I love Saturday mornings. Typically a work day for us ( being wedding season and all) I make a point of strolling through our farmers market before heading to our kitchen. Somehow the community of people coming together, along with all the beautiful produce injects me with excitement and energy – I always leave feeling inspired and uplifted. Yesterday we left the market with a basketful of nettles, egyptian walking onions, gorgeous pink peonies, lovage, sun chokes and a blue Hubbard winter squash plant. Such small things really, but somehow they bring so much joy.
Have you ever wondered how to cook nettles? This recipe for Steamed Nettles with Toasted Sesame Seeds and Chives is easy to make. It’s earthy and flavorful and very healing. You could serve this along side sweet brown rice and a piece of seared fish or tofu, or toss with soba noodles, or simply eat a bowlful of it, like I do. Nettles are packed full of calcium, iron and magnesium, and are a natural detoxifer.
My friend Tonia adds foraged raw nettles, directly into her smoothies, so know they don’t actually have to be cooked. I have yet to brave this, but will soon.
In this recipe, nettles are seeped in boiling water for a few minutes until their stingers are tamed, then strained and cut, removing the thicker stems. Save the nettle broth and use in soups or drink it like tea. It basically tastes like spinach water, if you can imagine that flavor. Not bad. I temper it with fresh mint form the garden. The steamed nettles are drizzled with toasted sesame oil, sprinkled with salt, toasted sesame seeds, chives and a few blossoms if available. Of course you can bump this up a bit and add sautéed shallot, garlic and/or ginger.
Take 5-6 ounces of nettle tips, about a gallon size zip lock bag, and pour into a large pot with about 6 cups of boiling water. Using tongs, push them down into the water. Bring to a simmer and cook 3-4 minutes, gently simmering. Turn the heat off and let seep 5-10 minutes. Drain, reserving the nutrient rich broth for soups or tea.
Place the drained nettles on a cutting board and remove the thicker, tougher stems – some stems are really ok, don’t feel like you have to remove them all. Chop the remaining nettles and place in one or two bowls. You should have about 1 ½ cups total.

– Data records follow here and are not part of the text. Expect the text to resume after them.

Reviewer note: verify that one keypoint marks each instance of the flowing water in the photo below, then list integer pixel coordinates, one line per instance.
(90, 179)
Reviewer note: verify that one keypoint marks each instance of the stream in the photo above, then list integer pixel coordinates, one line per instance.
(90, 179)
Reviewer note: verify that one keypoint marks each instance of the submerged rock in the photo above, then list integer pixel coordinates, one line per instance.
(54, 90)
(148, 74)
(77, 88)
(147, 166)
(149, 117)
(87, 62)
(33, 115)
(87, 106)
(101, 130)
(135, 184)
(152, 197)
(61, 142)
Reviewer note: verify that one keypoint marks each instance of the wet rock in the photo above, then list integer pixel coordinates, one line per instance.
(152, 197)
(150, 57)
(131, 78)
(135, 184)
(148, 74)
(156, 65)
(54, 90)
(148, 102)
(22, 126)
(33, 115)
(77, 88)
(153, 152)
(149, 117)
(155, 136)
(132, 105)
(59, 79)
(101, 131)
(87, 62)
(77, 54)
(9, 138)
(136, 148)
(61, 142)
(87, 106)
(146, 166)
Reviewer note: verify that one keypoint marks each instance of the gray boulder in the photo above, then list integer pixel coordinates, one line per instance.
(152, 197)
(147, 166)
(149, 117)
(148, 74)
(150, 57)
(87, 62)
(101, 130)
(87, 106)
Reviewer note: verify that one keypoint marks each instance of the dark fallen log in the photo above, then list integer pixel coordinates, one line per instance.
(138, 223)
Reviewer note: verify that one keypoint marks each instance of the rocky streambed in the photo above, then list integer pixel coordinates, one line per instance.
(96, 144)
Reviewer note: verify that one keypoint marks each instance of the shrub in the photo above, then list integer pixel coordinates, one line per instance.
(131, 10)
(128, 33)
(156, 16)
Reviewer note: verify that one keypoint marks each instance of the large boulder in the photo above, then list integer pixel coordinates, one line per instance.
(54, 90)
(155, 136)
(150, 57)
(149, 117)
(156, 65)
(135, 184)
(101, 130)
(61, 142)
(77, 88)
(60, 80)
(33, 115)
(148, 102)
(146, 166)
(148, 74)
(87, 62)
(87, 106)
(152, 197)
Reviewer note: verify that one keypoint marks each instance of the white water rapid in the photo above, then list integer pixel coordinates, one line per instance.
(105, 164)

I can easily eat all of this in one sitting, so know, 6 ounces of fresh nettles really cooks down a lot.
Drizzle with toasted sesame oil, salt, toasted sesame seeds and chives.
Healing and delicious!Print
Steamed Nettles with Toasted Sesame Seeds and Chive Blossoms
A simple tasty way to prepare fresh nettle tips.
- Prep Time: 5 mins
- Cook Time: 15 mins
- Total Time: 20 mins
- Yield: 2 1x
- Category: Vegetable side
- Cuisine: japanese Vegan
- 6 ounces fresh nettle tips
- salt- generous 5 finger pinch
- 1–2 teaspoons toasted sesame oil ( be sure to use TOASTED)
- generous 5 finger pinch TOASTED sesame seeds
- 1 teaspoon chives or chive blossoms
- Bring 6 cups of water to boil in a large pot.
- Using tongs, add nettles to the boiling water and simmer until tender about 5 minutes. Turn heat off, let seep 10 minutes.
- Drain, reserving the nutrient rich nettle broth, saving for soups or tea.
- Place on a cutting board and move only the tough or thick stems. Tender stems are OK.
- Chop the cooked nettles and place in 1 or two bowls. You should have about 1 ½ cups, after it’s cooked down.
- Mix in salt. Drizzle with toasted sesame oil, toasted sesame seeds, chives and chive blossoms.
- NOTE: Of course you can always bump this up a notch by adding sautéed shallot, garlic and or ginger.